More applications for derivatives

Note:  The sheet of extra problems was from the book: p.185/52;  p.193/36, 39, 40, 50, 51

We are starting to get into the actual applications of derivatives.

10/26  4.3  Using derivatives to graph
                  HW p.204-206/8-29 by 3's, 31-39 odd, 41-48
10/27  4.4  Optimization (derivatives to find min/max)
                  HW p.214-217/1,5,7,9,15,17,20,22,25,26,28,32,34,36
10/28  4.4  AP Problem Quiz
                  HW p.217-219/39-43, 45, 47, 49
10/29  4.5  Linear Approximations (using a different book!)
                  HW HH/1-10, 14-17  and  p.229-231/11-14, 52

11/02  4.5  Using the approximation
                  HW HH/11-13  and  p.230-231/31-45 odd
11/03  8.1  L'Hopital's Rule (derivatives to find limits)
                  HW p.423-425/1-47 odd, 50, 52
11/04  4.6  Quick Quiz;  Related Rates (everything depends on t)
                  HW p.237-239/3, 5, 6, 9, 11-13, 15, 18-22, 24
11/05  4.6  More Related Rates (because everything depends on t)
                  HW p.240-241/27, 28, 30, 32, 34, 35, 37, 39, 40, 41

11/09  Review and extra questions
11/10  Ch. 4 Test
                   HW Enter RAM program in calculator, p.229-231/16-18, 50, 51
11/11  Veterans Day - no school

Starting Derivative Applications (Ch 4)

The first two sections of Chapter 4 mesh together so the homework will be a bit back-and-forth.

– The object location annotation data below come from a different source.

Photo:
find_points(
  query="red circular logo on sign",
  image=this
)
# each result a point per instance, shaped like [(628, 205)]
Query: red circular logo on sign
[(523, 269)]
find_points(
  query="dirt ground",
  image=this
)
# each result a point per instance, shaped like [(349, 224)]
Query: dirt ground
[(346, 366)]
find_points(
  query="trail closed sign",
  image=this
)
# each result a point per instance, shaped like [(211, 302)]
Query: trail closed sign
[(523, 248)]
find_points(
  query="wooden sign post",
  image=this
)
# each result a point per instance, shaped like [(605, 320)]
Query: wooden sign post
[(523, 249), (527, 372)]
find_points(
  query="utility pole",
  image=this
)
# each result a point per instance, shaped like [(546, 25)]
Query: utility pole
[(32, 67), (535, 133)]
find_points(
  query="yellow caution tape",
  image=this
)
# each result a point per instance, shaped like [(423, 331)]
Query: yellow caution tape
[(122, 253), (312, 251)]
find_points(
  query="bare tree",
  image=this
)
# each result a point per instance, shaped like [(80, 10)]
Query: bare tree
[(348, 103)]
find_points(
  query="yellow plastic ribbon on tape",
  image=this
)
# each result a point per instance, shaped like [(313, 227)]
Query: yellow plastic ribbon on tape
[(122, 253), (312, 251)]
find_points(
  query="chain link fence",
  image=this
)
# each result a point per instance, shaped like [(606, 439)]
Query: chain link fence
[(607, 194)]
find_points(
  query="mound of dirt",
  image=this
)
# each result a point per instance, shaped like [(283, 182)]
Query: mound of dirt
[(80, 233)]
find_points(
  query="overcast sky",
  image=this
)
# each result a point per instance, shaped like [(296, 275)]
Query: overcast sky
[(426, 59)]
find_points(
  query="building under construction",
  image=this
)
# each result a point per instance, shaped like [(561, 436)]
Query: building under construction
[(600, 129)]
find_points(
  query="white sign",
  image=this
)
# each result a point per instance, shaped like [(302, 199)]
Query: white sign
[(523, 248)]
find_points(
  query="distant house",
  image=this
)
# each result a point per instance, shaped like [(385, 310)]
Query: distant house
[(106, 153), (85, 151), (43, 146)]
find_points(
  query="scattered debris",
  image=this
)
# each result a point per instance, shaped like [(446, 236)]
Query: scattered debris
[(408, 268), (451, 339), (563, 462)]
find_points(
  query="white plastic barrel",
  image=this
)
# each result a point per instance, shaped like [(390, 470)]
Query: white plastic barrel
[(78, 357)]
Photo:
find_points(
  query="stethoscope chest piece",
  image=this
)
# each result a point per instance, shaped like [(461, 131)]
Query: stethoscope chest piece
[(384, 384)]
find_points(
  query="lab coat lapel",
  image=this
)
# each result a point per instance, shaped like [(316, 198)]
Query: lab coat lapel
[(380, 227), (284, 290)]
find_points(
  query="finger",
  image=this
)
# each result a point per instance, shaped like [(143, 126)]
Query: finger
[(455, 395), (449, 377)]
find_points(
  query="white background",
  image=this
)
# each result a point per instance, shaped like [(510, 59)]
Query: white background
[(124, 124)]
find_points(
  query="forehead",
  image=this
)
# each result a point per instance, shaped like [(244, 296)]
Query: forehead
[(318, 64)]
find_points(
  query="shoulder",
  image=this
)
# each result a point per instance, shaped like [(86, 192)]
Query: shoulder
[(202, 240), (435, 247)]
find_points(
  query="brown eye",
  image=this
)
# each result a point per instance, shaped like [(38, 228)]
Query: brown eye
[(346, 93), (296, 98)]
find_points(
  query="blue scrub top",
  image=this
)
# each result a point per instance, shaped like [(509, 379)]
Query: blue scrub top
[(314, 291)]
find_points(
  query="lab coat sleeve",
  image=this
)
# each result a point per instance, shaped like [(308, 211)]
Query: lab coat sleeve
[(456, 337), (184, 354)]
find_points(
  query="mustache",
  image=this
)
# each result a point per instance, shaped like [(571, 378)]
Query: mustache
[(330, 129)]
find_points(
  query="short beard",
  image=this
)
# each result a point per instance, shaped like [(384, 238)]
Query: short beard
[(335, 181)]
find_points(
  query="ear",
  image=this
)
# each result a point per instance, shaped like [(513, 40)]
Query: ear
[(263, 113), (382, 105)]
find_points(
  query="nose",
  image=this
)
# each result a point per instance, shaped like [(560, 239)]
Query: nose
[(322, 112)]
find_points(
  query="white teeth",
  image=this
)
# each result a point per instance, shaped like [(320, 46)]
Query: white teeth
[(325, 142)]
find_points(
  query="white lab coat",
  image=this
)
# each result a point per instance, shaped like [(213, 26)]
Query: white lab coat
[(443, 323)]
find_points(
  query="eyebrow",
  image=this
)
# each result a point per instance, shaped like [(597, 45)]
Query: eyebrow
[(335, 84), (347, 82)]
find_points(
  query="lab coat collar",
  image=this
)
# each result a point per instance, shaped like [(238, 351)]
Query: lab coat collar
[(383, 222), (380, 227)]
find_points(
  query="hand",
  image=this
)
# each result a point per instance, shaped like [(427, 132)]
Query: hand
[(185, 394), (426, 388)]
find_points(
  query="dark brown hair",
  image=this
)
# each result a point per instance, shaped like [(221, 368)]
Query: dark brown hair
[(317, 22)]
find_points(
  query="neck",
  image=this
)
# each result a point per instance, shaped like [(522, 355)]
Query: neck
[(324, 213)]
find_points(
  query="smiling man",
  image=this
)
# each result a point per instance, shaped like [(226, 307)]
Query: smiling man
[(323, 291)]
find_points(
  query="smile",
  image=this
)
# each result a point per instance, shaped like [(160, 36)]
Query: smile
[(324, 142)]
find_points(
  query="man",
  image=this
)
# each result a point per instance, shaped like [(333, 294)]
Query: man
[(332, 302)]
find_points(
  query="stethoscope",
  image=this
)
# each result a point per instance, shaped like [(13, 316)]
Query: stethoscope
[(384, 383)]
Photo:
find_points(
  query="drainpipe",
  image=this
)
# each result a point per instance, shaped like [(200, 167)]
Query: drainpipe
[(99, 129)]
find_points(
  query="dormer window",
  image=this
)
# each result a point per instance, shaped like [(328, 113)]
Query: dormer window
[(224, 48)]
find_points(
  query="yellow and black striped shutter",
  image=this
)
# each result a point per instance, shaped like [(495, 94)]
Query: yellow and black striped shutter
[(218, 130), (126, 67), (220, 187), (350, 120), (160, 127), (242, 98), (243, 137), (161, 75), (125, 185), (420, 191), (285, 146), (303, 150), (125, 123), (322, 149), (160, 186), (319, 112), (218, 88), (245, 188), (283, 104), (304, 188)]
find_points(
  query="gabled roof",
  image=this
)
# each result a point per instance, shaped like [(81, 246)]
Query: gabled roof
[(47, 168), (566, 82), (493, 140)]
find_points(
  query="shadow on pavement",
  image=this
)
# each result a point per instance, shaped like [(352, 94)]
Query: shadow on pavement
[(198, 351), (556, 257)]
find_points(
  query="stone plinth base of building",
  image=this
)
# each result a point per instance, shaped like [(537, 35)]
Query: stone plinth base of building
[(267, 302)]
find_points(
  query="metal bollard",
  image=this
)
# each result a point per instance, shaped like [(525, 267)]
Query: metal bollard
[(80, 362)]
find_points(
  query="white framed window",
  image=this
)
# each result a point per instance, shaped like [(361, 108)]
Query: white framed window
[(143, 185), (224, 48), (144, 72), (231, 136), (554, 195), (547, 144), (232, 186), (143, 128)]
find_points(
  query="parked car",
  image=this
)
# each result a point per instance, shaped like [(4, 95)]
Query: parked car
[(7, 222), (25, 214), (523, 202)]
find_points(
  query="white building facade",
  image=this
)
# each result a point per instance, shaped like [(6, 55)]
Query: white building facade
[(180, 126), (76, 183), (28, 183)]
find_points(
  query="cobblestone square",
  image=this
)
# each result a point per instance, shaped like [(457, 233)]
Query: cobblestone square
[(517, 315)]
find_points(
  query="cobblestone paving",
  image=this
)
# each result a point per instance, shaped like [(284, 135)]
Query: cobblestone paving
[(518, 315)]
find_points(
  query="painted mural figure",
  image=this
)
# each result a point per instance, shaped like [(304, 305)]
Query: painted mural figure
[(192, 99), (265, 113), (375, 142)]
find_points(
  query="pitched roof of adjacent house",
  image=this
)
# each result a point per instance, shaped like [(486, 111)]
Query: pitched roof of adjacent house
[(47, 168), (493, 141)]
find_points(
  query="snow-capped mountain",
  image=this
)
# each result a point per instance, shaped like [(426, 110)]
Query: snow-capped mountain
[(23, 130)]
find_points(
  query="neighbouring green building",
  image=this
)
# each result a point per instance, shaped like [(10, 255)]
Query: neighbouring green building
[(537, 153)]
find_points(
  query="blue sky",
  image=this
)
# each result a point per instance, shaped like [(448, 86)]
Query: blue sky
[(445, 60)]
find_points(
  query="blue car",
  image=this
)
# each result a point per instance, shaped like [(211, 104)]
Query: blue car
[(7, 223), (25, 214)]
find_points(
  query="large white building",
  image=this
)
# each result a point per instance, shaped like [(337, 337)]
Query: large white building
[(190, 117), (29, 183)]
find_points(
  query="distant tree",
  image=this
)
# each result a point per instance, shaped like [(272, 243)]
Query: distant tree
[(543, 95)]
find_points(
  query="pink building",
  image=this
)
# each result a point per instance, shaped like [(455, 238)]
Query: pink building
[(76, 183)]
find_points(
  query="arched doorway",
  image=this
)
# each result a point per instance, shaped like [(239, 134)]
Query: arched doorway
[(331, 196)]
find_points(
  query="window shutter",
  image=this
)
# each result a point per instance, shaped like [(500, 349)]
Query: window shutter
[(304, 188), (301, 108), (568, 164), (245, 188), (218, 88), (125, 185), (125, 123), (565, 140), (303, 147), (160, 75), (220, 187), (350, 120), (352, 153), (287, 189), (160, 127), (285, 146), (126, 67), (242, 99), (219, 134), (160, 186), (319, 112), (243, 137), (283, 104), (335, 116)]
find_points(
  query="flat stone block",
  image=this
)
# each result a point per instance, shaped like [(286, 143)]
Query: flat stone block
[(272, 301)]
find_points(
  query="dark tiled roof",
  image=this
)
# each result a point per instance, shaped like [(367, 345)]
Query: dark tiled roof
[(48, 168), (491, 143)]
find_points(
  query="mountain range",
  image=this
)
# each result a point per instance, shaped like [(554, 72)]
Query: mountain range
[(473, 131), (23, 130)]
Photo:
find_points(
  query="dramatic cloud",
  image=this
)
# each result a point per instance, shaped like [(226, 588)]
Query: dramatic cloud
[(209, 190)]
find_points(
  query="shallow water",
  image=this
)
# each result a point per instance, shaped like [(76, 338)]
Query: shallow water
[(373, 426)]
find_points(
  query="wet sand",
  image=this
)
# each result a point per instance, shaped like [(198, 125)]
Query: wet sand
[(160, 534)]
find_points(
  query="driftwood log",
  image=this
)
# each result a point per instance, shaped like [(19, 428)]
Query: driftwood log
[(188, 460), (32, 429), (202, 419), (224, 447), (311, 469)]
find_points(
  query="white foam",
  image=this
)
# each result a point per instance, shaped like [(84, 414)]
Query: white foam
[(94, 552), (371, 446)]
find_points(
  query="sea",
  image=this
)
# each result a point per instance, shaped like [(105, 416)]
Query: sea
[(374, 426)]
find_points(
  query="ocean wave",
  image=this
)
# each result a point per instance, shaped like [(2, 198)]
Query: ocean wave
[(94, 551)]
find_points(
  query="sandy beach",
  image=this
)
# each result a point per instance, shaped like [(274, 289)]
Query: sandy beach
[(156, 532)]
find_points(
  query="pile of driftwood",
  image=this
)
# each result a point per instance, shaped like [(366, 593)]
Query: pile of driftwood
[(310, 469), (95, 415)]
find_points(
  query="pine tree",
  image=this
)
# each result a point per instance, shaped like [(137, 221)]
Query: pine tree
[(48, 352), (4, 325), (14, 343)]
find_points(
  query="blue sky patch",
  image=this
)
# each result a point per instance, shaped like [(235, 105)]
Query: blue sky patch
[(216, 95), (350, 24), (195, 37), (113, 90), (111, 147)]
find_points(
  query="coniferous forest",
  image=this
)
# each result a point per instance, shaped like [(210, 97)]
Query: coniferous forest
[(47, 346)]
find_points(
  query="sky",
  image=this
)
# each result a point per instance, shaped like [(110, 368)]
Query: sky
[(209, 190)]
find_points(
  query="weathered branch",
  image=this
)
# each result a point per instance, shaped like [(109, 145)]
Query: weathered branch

10/21  p.192-193/3, 5, 9, 13, 15-20, 21a, 24a, 25-33 odd
10/22  p.184-185/27-35 odd, 36, 37-43  odd, 45-51 plus a sheet of extras

Answers to today's extra questions

1.  For the ellipse problem today (4x^2 + 9y^2 = 36) with the generic first quadrant point (p, q), you should find the following:

xT = 9/p
yT = 4/q
xN = 5p/9
yN = -5q/4

Given that p goes from 0 to 3 and q goes from 0 to 2, we can say the following about possible values of the tangent and normal intercepts:

xT = (3, infinity)
yT = (2, infinity)
xN = (0, 5/3)
yN = (-5/2, 0)

2.  For e^(2x) = k*sqrt(x) then it happens at x = 1/4 when k = 2/sqrt(e
(if you need a hint, you have two equations (original and slopes) for the two unknowns (k and x))

More with Derivatives

Here is the syllabus for the rest of the chapter.  

Please note that the homework after the Chain Rule class is slightly different from that posted on the board!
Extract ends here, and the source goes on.